When you have a number of different people running different platforms, you’re far more likely to have an issue with fragmentation and inconsistency of tone, imagery, and messaging. That’s why you should always hire an integrated digital marketing company that can effectively manage your strategy across all platforms. Rather than considering marketing on each platform separately, they create a cohesive strategy that considers them all one small part of a larger strategy.
Integrate traditional marketing methods
The other big mistake people make in creating an integrated marketing communication strategy is forgetting to integrate traditional marketing methods with their digital strategies. This often results because firms use different agencies for digital and traditional advertising since the skill sets and methods are dramatically different across these two communication channels.
If you use TV ads or magazine ads, you can’t think of them as a separate entity and you still need to make sure that you integrate them with your digital marketing. Ensure your tone is consistent throughout and coordinate one to the other using shared imagery, color schemes, fonts, and other elements as well as a shared tone and offer. For example, Starbucks uses the same shade of green and logo for everything from the aprons worn by baristas, to cups, to digital advertising, to email marketing.
Create multidisciplinary teams
Business processes are one of the major reasons that fragmentation is an issue. When you have a separate team for marketing and sales etc. people are focused on their own specific area and they don’t think that much about how to work in unison with other departments.
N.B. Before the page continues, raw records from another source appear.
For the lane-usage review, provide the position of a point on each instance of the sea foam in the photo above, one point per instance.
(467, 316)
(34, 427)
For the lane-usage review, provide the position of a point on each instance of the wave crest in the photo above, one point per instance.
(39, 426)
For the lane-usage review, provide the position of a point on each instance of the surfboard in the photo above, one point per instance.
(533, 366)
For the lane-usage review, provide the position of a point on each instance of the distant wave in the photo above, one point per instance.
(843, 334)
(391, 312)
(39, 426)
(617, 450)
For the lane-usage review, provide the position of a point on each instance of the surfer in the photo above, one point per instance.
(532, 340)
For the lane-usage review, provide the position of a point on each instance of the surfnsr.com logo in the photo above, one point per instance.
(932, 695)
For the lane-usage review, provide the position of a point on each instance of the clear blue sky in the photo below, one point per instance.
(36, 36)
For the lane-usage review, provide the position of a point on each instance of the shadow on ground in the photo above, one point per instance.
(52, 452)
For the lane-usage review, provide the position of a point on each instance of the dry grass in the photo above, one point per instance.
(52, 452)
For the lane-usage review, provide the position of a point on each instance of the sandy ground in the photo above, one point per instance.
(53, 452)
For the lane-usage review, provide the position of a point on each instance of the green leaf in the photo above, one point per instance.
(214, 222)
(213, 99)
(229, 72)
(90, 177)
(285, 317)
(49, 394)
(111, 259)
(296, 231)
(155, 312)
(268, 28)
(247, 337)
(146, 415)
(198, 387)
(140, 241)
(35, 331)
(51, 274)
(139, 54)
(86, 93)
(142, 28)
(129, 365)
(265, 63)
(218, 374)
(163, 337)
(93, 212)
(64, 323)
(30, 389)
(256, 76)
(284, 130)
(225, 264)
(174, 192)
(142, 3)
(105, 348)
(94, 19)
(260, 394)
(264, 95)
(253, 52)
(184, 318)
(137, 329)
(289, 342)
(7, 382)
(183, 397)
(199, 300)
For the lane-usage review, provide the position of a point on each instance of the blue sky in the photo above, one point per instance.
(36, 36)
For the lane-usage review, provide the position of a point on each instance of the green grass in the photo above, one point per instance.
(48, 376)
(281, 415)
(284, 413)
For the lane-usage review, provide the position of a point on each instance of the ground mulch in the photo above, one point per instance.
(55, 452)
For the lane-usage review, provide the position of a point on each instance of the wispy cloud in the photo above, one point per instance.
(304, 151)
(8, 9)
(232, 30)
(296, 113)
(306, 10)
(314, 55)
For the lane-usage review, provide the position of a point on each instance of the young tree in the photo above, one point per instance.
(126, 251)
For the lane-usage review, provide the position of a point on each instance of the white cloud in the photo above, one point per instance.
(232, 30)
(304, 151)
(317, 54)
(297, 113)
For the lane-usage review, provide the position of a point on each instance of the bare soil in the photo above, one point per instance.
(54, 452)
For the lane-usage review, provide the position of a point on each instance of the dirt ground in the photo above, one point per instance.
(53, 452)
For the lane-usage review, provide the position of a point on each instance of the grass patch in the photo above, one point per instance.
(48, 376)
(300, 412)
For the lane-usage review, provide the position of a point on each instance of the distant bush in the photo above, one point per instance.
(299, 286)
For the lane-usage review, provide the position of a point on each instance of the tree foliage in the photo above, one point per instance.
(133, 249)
This leads to problems with your salesforce sharing a different message than your online teams. For example, if you’re running a discount on your website but your sales team doesn’t know about the offer, consumers calling to place their order get a mixed message that is not only confusing but damages your credibility.
The best solution to this is to create multidisciplinary teams. You still need people with specific expertise, but you should also try to hire people that can create bridges between teams and help them work together more effectively.
Conclusion
If you solve the fragmentation problems that make your job less efficient, you’ll find your marketing campaigns are a lot more effective and your brand is much stronger.